For the rest of the characters, they are merely living on the level they normally live at. Neither Crabbe nor Bainbridge would dream of going into the Post Office to buy a stamp without trying to negotiate a better price for it. If subsequently either of them could sell that same stamp to an old age pensioner at the back of the queue for a profit, they would do so. If asked, neither of then would consider this immoral either. Merely business. Crabbe is, of course, the bigger fish, if you'll pardon the pun and has a natural contempt for Bainbridge not particularly because Bainbridge is quite evidently trying to swindle him, which he expects but because he is assuming that he, Crabbe, is stupid enough not to realise it. Bainbridge's aim is to sell a white elephant in an appalling condition at the highest possible price.
Crabbe's aim is to purchase a white elephant for nothing, have it done up for virtually nothing and presumably at a later date, sell it at a vast profit.
All this is totally clear, I feel, providing the actors do not make the mistake of imbuing either Crabbe or Bainbridge with pleasant, sunny dispositions. They are deeply unpleasant men at root.

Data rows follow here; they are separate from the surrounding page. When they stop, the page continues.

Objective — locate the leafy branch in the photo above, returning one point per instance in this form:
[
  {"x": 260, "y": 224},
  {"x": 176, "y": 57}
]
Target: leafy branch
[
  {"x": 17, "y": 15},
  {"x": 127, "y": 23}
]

While I'm on the subject, Elizabeth is likewise a deeply unpleasant woman. At the end of the play, she gets precisely what she deserves as does Mark who never for a second, like his sister, considers anyone but himself. They are, in the end, as self-seeking as Crabbe and Bainbridge. It is no accident that all four remain trapped inside the dark mansion whilst Kitty and Tristram escape to the sunlight. It is to be hoped that the house will eventually fall on them all."